We’re all haunted by our past – for better or worse. Not just our own past, but the past of our parents and ancestors. In our fast moving culture, we’re haunted by the traditions we shed as we try to fit into modern life.
In the graphic novel, Just So Happens by Fumio Obata, a young Japanese woman who has settled in London, is doing her best not to look back, to develop her own world and personality. But an exquisite ghost is dancing through her life, a masked Noh performer, forcing her to reconnect with her past.
In London, Yumiko has a good job and a good fiancé. Then she receives news that her father has died and she has to go back to Japan.
Plunged into the rituals of death and the structure of Japanese life, she finds herself oddly removed and unemotional about her father’s death. She’s sarcastic and annoyed by the commercialization of the funeral rituals.
Her ghost leans in on her, pushing against Yumiko’s façade. And she pushes back. In the tussle, she finds new strength, a way to grieve, and a way to bring the spirits of her past into her life without losing her hard won identity.
I’ve read this book twice, marveling at the lovely illustrations, and the intimate storytelling. In its subtly, it makes a forceful statement about how identity is constantly shifting around our own image of ourselves, the expectations we’re trying to live up to, and the demands of our heritage. We shift between the dream world, the real world, and what we perceive as our history.
The metaphor of the Noh dancer speaks on many levels, and though she’s a symbol of a particular aspect of Japanese society, she speaks to all of us as we perform our own dance of balance.
Fumio Obata was born in Tokyo and moved to England in 1991. He studied illustration at the Glasgow school of art and the Royal College of Art in London. He’s worked in animation, comic books and illustration. He has a great website that showcases his full range of intriguing artwork, and a blog, which I just discovered and started following. It includes his personal and informative coverage of the triple disaster that struck Japan in 2011: Quake News From Elsewhere: Life After the Tsunami.”
Just So Happens is beautifully bound by Abrams Comicarts. A good comfortable book to hold and read, the muted colors of the illustration give it an autumnal feeling. I found the rich visual storytelling most illuminating in pondering mortality during this season when I watch leaves fall, celebrate Halloween and the Day of the Dead, and remember my lost loved ones.

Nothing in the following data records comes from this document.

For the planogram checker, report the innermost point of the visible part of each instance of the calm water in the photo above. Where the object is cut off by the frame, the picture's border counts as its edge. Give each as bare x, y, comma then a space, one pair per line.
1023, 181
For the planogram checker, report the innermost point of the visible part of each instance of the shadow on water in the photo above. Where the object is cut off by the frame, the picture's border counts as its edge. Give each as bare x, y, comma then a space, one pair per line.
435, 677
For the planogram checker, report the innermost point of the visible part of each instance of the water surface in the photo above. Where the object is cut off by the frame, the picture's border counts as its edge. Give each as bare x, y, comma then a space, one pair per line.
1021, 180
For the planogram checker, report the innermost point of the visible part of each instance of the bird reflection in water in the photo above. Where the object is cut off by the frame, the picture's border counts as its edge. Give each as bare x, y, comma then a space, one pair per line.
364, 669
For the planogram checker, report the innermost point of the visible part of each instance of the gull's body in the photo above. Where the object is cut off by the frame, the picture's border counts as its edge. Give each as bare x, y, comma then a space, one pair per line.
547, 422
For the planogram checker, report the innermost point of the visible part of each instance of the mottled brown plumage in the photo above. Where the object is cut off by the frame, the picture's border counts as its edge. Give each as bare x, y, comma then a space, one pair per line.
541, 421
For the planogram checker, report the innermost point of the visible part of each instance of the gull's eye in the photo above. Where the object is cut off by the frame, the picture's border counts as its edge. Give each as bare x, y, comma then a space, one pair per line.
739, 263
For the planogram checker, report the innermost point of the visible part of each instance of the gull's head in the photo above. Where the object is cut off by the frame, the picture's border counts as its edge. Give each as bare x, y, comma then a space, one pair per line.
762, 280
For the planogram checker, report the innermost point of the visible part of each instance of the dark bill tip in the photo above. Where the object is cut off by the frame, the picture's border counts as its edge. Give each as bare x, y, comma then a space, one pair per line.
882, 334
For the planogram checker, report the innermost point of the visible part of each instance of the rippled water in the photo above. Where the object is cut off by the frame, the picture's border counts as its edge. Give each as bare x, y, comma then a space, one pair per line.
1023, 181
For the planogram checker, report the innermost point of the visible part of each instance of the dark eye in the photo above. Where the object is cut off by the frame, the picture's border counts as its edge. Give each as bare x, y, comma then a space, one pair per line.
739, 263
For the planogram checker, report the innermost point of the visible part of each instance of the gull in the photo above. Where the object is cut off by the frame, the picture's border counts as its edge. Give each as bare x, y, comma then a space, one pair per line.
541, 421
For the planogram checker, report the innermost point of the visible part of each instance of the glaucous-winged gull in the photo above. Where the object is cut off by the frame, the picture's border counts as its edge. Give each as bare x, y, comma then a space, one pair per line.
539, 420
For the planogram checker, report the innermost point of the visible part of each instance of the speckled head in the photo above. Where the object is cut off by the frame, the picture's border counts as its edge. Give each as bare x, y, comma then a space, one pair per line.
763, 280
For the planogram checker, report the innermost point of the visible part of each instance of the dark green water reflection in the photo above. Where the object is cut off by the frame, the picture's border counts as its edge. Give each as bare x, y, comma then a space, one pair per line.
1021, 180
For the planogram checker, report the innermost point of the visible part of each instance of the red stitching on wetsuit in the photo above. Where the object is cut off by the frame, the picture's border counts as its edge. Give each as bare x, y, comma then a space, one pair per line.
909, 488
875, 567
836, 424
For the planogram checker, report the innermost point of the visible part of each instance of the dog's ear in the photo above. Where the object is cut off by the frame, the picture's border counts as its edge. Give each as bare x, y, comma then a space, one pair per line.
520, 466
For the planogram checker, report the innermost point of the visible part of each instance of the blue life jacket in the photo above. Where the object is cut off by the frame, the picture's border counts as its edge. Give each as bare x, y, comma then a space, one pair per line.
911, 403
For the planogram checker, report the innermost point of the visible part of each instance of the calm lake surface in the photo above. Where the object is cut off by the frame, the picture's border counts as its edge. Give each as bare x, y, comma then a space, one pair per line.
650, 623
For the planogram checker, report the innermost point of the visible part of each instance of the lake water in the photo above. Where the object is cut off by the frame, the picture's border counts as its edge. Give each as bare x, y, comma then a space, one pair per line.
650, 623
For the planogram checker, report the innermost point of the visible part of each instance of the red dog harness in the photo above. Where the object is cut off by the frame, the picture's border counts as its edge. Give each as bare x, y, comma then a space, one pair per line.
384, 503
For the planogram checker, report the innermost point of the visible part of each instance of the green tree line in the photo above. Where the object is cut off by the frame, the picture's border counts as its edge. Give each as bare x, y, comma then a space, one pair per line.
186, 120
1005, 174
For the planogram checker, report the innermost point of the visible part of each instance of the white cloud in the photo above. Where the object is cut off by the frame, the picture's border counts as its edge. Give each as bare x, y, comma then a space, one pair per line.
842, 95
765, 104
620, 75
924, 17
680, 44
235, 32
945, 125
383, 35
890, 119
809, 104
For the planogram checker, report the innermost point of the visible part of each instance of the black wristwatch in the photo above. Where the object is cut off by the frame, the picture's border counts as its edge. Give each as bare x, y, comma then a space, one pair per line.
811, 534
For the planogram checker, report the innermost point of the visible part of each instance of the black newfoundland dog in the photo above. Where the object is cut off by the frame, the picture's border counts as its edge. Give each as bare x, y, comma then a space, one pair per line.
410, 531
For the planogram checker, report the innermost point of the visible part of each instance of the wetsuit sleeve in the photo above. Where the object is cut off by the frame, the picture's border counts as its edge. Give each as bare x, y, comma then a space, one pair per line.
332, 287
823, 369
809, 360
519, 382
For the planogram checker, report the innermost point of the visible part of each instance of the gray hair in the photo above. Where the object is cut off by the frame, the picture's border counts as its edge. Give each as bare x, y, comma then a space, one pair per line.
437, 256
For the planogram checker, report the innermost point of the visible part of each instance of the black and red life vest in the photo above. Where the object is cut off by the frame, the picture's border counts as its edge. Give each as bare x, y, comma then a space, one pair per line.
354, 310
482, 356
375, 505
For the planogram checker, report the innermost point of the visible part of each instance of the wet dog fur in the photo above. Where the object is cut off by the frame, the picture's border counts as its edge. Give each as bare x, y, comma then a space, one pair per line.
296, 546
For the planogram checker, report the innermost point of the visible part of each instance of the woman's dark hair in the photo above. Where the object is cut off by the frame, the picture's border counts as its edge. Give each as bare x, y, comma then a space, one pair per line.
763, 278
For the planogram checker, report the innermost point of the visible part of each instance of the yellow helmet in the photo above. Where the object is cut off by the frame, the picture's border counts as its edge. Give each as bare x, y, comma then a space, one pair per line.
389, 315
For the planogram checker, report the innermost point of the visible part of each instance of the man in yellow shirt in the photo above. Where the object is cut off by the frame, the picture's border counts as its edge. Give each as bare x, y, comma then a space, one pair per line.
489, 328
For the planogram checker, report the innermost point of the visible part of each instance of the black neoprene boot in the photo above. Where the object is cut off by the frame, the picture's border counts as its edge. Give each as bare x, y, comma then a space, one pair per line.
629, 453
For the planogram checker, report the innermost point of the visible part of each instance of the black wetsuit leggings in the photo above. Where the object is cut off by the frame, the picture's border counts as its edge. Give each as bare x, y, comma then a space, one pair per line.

“An old relative told us at the end of it…’You see how ephemeral life can be? So make the most of it while you can…’ I knew someone was going to say that to us. People always try to finish it off with a cliché like that. To give you a reason for the things you do. And we are changing all the time. So are our ambitions, desires and purposes…The important thing is to find something that never changes in you.” — Fumio Obata
I found a bit of that something in this book. I hope you do, too.